Last Tuesday morning, there was a shooting in my hometown (Fresno, CA) that killed three men and wounded others. While it was initially labeled as a "random act of violence," it has now been claimed as a hate crime. There was also another recent shooting in Paris, one in London several weeks ago, and many more that happen every single day. As it should be, the initial response many have is to pray for these places and everyone affected. Hashtags like #prayforparis trend on social media and are shared by people across the globe. And absolutely, this is an appropriate response-- I hope that people continue to recognize the need to pray for our world.
What confuses me is that prayer is generally only permitted and acceptable when a crisis or tragedy strikes. The rest of the time, much of our country (and world for that matter) makes prayer and the mention of God forbidden. So my question is, when we say pray for Paris or pray for Fresno, who are we praying to? Because, from what I've observed of many peoples' attitudes, they sure want nothing to with God 99% of the time.
There have been attempts (and successes) in removing prayer from schools and removing God from aspects of our government, but suddenly we'll allow Him to play some sort of role--as long as it's on our own terms.
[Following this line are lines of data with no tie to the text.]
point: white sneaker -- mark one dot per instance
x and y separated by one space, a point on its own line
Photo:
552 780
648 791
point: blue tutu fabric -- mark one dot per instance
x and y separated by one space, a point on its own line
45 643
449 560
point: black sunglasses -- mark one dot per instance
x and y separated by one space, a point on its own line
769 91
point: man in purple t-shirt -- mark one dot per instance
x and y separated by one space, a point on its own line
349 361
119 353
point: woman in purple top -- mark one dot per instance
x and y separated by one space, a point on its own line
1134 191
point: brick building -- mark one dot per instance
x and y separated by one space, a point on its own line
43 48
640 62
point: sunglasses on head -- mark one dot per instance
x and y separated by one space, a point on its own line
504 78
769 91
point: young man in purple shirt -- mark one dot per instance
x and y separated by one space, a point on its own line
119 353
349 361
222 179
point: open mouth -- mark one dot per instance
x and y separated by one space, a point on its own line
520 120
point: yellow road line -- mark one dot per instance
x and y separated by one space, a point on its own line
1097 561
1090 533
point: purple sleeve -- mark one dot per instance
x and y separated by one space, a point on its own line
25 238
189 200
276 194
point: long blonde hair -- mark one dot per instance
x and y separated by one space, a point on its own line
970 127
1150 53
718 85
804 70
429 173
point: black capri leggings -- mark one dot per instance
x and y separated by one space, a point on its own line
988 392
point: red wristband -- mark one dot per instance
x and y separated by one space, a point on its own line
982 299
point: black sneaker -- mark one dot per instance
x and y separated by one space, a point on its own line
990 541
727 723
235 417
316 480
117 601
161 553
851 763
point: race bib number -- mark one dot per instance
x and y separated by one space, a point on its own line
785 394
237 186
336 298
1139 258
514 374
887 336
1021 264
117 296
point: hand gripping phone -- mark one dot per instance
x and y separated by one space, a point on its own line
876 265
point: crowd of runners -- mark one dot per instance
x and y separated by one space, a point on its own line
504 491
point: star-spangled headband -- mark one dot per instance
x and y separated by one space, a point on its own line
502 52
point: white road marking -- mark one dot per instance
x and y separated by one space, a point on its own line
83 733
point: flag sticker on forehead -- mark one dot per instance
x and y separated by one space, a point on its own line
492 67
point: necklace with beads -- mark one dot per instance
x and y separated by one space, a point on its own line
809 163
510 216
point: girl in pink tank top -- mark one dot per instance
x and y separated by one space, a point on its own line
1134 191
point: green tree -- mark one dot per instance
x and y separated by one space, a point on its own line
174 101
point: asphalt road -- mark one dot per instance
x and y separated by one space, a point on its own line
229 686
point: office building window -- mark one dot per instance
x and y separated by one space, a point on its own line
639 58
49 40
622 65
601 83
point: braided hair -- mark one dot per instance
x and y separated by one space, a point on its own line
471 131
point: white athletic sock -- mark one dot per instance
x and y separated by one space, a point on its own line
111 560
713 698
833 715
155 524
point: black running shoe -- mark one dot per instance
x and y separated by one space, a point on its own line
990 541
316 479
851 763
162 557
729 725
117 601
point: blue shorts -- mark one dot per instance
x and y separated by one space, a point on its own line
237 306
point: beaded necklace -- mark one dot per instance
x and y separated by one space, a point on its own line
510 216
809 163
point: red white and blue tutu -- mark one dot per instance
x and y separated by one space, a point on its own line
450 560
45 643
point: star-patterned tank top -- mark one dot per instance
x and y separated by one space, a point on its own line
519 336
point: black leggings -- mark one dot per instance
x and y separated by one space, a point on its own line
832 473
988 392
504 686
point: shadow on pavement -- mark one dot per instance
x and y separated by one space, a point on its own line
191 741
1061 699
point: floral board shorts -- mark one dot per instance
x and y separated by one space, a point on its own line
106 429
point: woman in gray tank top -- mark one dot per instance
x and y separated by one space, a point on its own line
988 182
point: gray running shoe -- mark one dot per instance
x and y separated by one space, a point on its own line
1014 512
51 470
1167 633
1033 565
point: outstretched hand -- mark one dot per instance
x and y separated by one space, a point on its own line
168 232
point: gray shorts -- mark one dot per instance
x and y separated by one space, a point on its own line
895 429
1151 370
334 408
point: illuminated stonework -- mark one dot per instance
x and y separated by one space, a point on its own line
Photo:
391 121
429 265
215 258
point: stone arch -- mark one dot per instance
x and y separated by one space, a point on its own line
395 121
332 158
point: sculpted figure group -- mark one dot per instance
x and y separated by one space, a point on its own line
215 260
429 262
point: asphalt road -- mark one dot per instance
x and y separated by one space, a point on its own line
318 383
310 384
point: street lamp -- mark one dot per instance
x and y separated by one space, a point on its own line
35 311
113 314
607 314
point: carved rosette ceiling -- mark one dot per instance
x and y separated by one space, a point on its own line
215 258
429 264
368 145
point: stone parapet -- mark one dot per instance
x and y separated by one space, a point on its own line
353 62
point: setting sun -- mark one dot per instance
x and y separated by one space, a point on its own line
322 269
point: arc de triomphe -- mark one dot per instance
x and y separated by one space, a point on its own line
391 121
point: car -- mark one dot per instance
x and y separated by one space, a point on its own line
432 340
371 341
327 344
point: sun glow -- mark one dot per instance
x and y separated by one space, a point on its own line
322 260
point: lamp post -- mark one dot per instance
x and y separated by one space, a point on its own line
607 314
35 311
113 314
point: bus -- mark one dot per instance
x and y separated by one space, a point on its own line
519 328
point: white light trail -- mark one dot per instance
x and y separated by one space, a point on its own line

Though people recognize the need to pray during tough times, many also question how a good God allows such evil to happen. Maybe we should ask a different question: How can we blame God when we're the ones who've rejected Him from almost every part of our lives? What will it take for us to wake up and realize that this world can't afford to reject the very God that created it? He has not deserted us; we have deserted Him.
America as a country treats prayer like fine china: only to be used for specific occasions and stored away otherwise to collect dust. Why is it okay to talk about prayer during tragedy, but then to turn around and prohibit coaches from praying with their athletes before a game or a race? The purpose of prayer goes far beyond the part we allow it to play-- it isn't to be acknowledged only when everything goes wrong.
Our world is hurting and this isn't something we can fix on our own. We can't mock God and then blame Him for the destructive actions of humanity. Nor can we continue to live under double-standards and relativity. Evil and brokenness will never be a thing of the past (at least for now), but I know that God hears our cries for justice, help, and healing. He is at work through it all, but this is a lot harder to see when we turn our backs.